Living Simply

“You can never get enough of what you don’t really need.”  I read this quote awhile back, and it has been sitting with me ever since. I am exceedingly blessed not to have been plagued with an overly materialistic desire. Growing up, emphasis was placed on generosity to those less fortunate, using only what you need, and being greatly aware of the environmental impact of one’s actions.

As I packed and ran off to college, I learned a new simplicity… how to give up hobbies that would take more time and supplies than I could give. I was living in a dorm, so gardening was out. I had a meal plan, so I gave up cooking. Clothes and school supplies replaced my painting and craft wares. Course books replaced my poetry and literature treasures. Pictures of immediate family took over for art and décor. Looking back, I had to adopt a very primitive lifestyle due to space, time, and budget. It facilitated the move back home after graduation… I couldn’t WAIT to go back to the life I had left behind!
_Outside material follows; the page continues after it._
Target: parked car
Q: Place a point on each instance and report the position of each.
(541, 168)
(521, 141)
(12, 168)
While studying at college, I had the opportunity to travel abroad and learned yet another mode of simplicity… how to pack light. Having grown up camping and day-hiking, I was exposed to the experience of wearing everything you need. Food, clothes, and basic survival gear fit on your body or in your backpack. It is satisfying knowing that the extent of global impact was only in what your person could manage and not what any mechanical or technological device that you operated could do. Travel clothes became outing clothes became serendipitous evening clothes. Three sets of undergarments lasted ten days with handwashing. A bar of soap became laundry detergent and shampoo. Your fingers became utensils, and your disposable lunch cup was saved to be a “leftovers” container for dinner. Creativity and practicality became kindred companions.

Fast forward three years to my moving to L.A. and sharing an apartment with three other people. Yet again, I pilfered through my life’s collections at home to discern what would be necessary in this new city life. What domestic supplies did my roommates already have? What books could I not live without? What clothes hadn’t I worn in months and could be donated to make room for a trendier closet? What sentimental objects did I want to remember, and which were content to remain immaterial memories? Of course, I’ve slightly added to my room each time I venture home, but for the most part I have what I need.

It is very odd, then, to live with this simplicity in this California city which favors “more, more, more!” Within my first three months I found myself buying things because “I deserved it” or it was “just a treat.”  I suddenly “needed” more than I ever had before. It was indulgent and felt good to pretend I was a rich celebrity who could afford to set free my impulsive desires.

And yet, I became increasingly dissatisfied because I’d want something, buy it, feel guilty, get stressed about the thrown-away money, and seek fulfillment in something else. Something had to be done! So, I resolved not to buy anything for a week. No food (I’d eat what was in the pantry, even if it was beans and rice for three days), no clothes, no magazines or books, no gum, no coffee. Nothing.

At the end of my week experiment, I felt like I’d had a tough but satisfying workout.  More importantly,  my sensitivity to simplicity was restored. Remember: wealth is relative to desire.